Le kilo de l’huile essentielle à base de cette plante se vend jusqu’à 120 000 Ariary pour la première qualité.

Nosy-Be est réputé pour la production d’Ylang-Ylang.  La plantation s’étale sur une superficie de 869ha. De nombreuses personnes se lancent dans la production, la collecte, la vente et la transformation des fleurs d’Ylang-Ylang pour la fabrication de l’huile essentielle. En effet, « c’est une filière porteuse générant un chiffre d’affaires avoisinant les Ar 2,6 millions par mois », a témoigné Tsontso Célestin, le président de l’association « Andriana Ylang ». Ce groupement des paysans a obtenu un coup de pouce du PSDR en 2005 pour pouvoir développer cette activité.

Hausse de 20%. En fait, il se limitait à la collecte et à la vente des fleurs au début. Et après avoir été dotés d’un alambic d’une valeur de Ar 12 millions et d’un bâtiment, ces producteurs d’Ylang-Ylang peuvent maintenant produire de l’huile essentielle à base de cette plante. Le kilo de l’huile essentielle se vend respectivement à 120 000 Ariary pour la première qualité, 80 000 Ariary pour la deuxième qualité et 60 000 Ariary pour la troisième qualité. Le prix de ce produit a connu une hausse de l’ordre de 20% comparé à l’année précédente étant donné que le marché est encore loin d’être saturé. Notons qu’il faut collecter 10kg de fleurs d’Ylang-Ylang pour pouvoir produire 200 grammes d’huile essentielle. Pour l’association « Andriana Ylang », elle a pu collecter 3,5 tonnes de fleurs d’Ylang-Ylang par mois. Ce qui lui a permis de produire 70kg d’huile essentielle.

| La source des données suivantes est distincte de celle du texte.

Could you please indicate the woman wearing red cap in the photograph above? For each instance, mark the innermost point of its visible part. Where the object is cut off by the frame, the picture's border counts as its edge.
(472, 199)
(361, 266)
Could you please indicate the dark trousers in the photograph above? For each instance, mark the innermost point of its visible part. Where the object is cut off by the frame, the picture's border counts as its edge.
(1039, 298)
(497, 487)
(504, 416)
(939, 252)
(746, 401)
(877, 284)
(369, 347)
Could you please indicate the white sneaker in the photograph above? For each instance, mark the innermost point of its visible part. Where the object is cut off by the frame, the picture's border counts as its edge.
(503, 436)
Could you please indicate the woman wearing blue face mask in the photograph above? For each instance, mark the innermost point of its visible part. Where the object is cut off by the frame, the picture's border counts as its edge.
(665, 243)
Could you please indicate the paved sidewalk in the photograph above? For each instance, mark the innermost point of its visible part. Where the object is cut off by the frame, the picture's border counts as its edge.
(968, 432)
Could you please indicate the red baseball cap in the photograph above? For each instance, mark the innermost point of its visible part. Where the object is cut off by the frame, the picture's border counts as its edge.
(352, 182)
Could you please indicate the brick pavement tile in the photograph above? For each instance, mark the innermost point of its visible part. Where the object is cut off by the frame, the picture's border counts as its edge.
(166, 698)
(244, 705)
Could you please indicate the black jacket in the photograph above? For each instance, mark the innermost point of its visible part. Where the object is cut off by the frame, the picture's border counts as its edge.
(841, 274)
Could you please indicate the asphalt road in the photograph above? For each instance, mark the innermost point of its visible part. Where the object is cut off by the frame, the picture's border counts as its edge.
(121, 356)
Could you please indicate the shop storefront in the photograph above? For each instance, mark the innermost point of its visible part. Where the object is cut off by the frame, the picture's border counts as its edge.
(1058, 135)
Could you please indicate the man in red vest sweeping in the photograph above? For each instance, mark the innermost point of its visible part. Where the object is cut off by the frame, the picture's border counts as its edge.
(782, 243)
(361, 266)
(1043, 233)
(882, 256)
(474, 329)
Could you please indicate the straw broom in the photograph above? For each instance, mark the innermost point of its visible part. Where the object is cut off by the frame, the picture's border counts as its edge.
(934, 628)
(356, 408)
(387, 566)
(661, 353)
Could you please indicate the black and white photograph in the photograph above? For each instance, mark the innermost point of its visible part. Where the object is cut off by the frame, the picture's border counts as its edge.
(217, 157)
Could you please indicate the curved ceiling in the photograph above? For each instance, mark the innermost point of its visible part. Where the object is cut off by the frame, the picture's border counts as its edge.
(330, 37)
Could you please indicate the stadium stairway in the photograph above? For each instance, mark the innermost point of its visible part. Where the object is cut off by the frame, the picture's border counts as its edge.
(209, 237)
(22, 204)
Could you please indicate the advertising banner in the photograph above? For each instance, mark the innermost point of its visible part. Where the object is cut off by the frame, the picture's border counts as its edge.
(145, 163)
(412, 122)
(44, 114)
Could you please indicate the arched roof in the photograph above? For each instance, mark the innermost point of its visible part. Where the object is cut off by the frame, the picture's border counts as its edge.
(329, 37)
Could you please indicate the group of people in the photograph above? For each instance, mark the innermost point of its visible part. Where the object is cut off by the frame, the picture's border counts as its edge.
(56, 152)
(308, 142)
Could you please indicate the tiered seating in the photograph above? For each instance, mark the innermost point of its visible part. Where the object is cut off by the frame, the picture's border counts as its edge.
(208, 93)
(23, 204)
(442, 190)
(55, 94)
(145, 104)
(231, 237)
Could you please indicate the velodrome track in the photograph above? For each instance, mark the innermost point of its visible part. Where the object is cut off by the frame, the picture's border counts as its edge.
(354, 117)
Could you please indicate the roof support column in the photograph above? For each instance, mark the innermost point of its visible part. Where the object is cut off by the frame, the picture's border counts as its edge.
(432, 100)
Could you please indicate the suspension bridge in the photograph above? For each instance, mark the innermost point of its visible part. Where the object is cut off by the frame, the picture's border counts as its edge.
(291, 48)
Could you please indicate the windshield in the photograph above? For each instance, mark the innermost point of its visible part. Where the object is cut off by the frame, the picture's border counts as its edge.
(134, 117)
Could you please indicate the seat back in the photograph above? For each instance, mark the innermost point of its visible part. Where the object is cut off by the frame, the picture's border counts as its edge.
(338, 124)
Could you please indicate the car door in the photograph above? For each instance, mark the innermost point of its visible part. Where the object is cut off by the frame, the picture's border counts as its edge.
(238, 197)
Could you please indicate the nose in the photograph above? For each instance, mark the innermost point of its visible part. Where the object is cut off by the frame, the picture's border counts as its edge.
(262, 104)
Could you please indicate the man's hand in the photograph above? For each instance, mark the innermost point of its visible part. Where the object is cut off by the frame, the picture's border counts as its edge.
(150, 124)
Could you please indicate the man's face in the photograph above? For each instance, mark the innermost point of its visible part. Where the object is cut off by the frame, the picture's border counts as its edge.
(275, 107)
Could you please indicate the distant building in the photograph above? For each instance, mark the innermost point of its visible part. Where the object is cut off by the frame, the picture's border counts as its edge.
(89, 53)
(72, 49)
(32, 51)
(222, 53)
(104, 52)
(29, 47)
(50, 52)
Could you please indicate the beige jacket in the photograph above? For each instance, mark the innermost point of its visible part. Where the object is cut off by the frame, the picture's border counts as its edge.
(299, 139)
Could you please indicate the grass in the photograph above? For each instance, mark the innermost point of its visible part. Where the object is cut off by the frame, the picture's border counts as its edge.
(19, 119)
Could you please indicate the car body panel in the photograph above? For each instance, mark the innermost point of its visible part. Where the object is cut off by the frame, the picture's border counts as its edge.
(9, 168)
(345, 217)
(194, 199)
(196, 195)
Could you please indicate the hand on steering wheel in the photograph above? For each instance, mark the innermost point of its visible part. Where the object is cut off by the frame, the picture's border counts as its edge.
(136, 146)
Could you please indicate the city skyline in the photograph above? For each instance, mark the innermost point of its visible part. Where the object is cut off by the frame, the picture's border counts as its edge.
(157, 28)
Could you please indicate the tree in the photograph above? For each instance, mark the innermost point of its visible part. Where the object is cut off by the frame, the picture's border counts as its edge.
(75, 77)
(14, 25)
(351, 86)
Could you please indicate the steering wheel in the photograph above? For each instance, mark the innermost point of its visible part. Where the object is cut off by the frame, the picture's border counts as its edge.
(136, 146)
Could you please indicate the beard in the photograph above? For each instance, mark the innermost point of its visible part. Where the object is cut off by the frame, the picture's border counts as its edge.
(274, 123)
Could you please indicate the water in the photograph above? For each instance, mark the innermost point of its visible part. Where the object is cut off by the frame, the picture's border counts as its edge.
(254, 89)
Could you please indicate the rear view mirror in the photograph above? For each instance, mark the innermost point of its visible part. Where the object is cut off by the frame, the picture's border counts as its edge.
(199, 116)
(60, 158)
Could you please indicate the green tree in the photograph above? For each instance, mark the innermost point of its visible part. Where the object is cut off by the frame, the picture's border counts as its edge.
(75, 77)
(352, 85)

Niveau de vie. Ce groupement de producteurs prévoit de collecter jusqu’à 10 tonnes de fleurs par mois car il se met activement à entretenir ses plantations.« Entre temps, nous achetons la production d’Ylan-Ylang des autres paysans qui ne sont pas membres de notre association afin d’augmenter la quantité d’huile essentielle », a expliqué Tsontso Célestin. Par ailleurs, les membres de ce groupement ont témoigné une nette amélioration de leur niveau de vie grâce à cet appui du PSDR. A titre d’illustration, « les revenus tirés de la vente de l’huile essentielle d’Ylang-Ylang m’ont permis de financer les études de mes enfants dont l’un poursuit actuellement ses études à l’université de Toamasina et un autre prépare déjà son entrée universitaire cette année », nous a confié le président de l’association « Andriana Ylang ». 

Recherche de débouché. Cependant, il faut préciser que ces paysans écoulent pour le moment leur production sur le marché local. Ils souhaitent exporter leurs huiles essentielles à base d’Ylang-Ylang dans de nombreux pays, en se passant des intermédiaires. Pour commencer, les membres de l’association « Andriana Ylang » comptent mettre en place une boutique dans la Capitale au lieu de se contenter des clients qui viennent visiter l’île aux Parfums. En outre, le PSDR les appuie en matière de recherche de débouché aussi bien local qu’à l’étranger en les faisant participer aux différentes foires agricoles telles la FIERMADA et la Foire Tsiry.